Brief uit Turkije overtuigt Kamer niet
CDA, ChristenUnie en SGP zijn niet tevreden met de brief die de Turkse minister van Buitenlandse Zaken, Gül, eind vorige week via zijn Nederlandse collega Bot naar de Tweede Kamer heeft gestuurd.
In zijn brief schrijft Gül dat de Turkse overheid kosten noch moeiten spaart om de wetgeving inzake mensenrechten en godsdienstvrijheid verder aan te passen en effectieve uitvoering van de regels te verzekeren. De Turkse grondwet verzekert dat alle burgers gelijk zijn voor de wet, ongeacht hun religie, aldus Gül. Ten aanzien van mensenrechtenschendingen hanteert de Turkse regering volgens hem een „zero-tolerance-beleid.”

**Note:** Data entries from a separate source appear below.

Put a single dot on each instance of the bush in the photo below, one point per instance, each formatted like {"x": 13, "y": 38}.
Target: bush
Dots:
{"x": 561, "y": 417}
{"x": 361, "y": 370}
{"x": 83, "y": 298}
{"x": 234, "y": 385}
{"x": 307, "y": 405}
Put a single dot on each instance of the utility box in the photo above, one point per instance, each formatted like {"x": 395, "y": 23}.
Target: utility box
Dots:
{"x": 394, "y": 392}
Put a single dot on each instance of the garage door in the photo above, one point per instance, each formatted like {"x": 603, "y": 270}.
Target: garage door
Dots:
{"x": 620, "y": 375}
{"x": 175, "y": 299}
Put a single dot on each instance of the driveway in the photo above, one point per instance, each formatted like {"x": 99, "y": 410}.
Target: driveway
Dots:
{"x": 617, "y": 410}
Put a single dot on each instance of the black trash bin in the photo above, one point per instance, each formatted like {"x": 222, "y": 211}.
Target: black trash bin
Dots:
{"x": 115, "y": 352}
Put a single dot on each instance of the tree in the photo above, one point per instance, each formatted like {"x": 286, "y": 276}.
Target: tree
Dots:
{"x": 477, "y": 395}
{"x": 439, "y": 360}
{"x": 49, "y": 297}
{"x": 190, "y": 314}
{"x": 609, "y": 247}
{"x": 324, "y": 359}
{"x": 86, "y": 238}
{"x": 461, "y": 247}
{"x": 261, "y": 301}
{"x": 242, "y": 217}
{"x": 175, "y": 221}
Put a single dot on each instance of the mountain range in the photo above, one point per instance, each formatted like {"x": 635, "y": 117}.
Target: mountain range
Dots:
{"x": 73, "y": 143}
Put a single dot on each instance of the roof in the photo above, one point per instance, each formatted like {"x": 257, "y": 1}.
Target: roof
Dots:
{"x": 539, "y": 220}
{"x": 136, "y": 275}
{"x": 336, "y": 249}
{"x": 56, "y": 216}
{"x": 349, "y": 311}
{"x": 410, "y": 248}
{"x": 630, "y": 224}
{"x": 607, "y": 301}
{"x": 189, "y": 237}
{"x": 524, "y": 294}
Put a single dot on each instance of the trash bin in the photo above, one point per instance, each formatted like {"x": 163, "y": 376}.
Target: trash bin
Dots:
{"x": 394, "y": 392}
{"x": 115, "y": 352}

Voor het CDA, dat zeer kritisch staat tegenover het openen van de toetredingsonderhandelingen van de EU met Turkije, is de brief zeer belangrijk. De partij vindt dat het starten van de besprekingen niet aan de orde kan zijn zolang Turkije onvoldoende praktische garanties kan en wil geven dat er een einde komt aan martelpraktijken en intimidatie van religieuze minderheden. De brief stelt CDA-kamerlid Van Dijk op beide punten teleur. „Ik heb er niets nieuws in gezien. Het is een herhaling van zaken die wij al lang wisten.”

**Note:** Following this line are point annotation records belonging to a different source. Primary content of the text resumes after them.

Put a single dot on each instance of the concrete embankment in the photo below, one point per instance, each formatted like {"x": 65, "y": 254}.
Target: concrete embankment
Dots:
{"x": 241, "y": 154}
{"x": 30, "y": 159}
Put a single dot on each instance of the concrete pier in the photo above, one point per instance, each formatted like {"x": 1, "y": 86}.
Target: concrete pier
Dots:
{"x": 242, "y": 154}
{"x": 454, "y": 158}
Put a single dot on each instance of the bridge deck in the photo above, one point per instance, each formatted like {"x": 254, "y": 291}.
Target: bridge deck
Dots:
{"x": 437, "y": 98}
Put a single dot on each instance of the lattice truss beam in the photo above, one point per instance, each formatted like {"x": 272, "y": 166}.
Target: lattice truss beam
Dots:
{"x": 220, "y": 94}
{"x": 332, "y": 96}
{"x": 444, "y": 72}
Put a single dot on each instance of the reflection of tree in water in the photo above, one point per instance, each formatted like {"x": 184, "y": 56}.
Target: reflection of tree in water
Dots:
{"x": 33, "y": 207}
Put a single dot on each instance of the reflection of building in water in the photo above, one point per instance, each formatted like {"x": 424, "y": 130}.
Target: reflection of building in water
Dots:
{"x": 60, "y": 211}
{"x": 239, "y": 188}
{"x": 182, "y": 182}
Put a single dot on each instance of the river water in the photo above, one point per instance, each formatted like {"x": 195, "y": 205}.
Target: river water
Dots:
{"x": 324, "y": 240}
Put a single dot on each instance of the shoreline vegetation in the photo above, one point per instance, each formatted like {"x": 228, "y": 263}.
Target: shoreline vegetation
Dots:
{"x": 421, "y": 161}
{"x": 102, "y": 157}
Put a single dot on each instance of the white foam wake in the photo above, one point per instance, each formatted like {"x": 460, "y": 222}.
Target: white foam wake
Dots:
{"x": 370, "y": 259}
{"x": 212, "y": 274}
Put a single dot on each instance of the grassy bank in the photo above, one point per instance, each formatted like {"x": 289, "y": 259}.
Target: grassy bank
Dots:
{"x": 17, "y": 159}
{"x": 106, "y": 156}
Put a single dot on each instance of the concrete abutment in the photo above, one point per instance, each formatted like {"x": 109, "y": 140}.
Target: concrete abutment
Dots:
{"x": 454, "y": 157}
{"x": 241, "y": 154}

Turkije wil ook niet tegemoet komen aan de wens van het CDA dat er een onafhankelijk monitoringscomité komt om martelingen tegen te gaan. Discriminatie van christenen wordt in de brief ontkend. Het CDA handhaaft daarom zijn standpunt dat de toetredingsonderhandelingen met Turkije niet kunnen worden geopend.

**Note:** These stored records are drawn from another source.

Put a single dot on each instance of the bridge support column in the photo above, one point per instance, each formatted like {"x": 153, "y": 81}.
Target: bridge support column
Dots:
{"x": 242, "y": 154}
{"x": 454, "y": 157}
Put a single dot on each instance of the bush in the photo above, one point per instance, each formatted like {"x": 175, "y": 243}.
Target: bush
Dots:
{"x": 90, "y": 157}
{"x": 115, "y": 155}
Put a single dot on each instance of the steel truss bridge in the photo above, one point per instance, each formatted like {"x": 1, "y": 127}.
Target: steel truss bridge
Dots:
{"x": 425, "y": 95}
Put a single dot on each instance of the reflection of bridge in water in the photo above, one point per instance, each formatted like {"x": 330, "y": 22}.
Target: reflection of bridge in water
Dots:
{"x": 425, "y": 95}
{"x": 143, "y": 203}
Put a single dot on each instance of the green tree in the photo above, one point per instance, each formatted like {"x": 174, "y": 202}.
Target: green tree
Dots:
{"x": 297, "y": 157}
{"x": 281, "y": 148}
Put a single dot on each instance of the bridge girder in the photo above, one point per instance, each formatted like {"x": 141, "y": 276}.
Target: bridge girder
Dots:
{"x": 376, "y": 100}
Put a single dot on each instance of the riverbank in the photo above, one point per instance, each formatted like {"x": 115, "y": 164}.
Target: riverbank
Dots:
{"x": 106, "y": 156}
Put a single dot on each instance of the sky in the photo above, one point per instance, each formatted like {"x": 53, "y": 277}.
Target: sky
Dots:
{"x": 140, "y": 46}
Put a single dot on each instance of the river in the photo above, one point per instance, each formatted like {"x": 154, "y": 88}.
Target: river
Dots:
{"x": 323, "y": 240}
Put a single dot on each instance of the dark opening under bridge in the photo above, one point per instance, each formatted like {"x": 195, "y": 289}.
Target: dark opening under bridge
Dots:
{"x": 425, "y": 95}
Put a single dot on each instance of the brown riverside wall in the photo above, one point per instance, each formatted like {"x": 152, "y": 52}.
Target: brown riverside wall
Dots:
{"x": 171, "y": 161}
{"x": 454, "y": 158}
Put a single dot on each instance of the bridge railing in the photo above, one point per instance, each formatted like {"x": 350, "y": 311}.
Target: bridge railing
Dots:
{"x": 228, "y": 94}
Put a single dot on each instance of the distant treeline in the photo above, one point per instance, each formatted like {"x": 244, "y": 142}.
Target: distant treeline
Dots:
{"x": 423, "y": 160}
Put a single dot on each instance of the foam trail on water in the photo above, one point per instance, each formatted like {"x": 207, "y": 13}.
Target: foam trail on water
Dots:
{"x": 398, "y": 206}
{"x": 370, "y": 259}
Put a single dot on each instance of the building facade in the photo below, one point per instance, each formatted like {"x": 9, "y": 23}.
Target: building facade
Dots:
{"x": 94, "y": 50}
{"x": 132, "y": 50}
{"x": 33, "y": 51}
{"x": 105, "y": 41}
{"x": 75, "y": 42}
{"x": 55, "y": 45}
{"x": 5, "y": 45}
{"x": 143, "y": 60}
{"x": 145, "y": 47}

SGP-kamerlid Van der Staaij beschouwt de brief van Gül als „oppervlakkige propaganda. Het is vooral symboolpolitiek. Er staan mooie, algemene zinnetjes in, maar de verbeteringen worden niet echt concreet gemaakt.” Van der Staaij wijst erop dat de rechtspersoonlijkheid van christelijke kerken ondanks alle toezeggingen nog steeds niet is geregeld.
ChristenUnie-fractievoorzitter Rouvoet vindt de brief van Gül „te vlak, te optimistisch en te positief over de situatie nu en in het verleden. De brief ademt een sfeer van: er was geen probleem en er is geen probleem, het gaat allemaal goed.” Het baart Rouvoet zorgen dat de Turkse regering niet onderkent dat de godsdienstvrijheid in Turkije nog steeds gebrekkig is. Niet-moslims voelen zich gelijkwaardig aan moslims, stelt Gül. Rouvoet krijgt daar via diverse organisaties echter „andere signalen van.”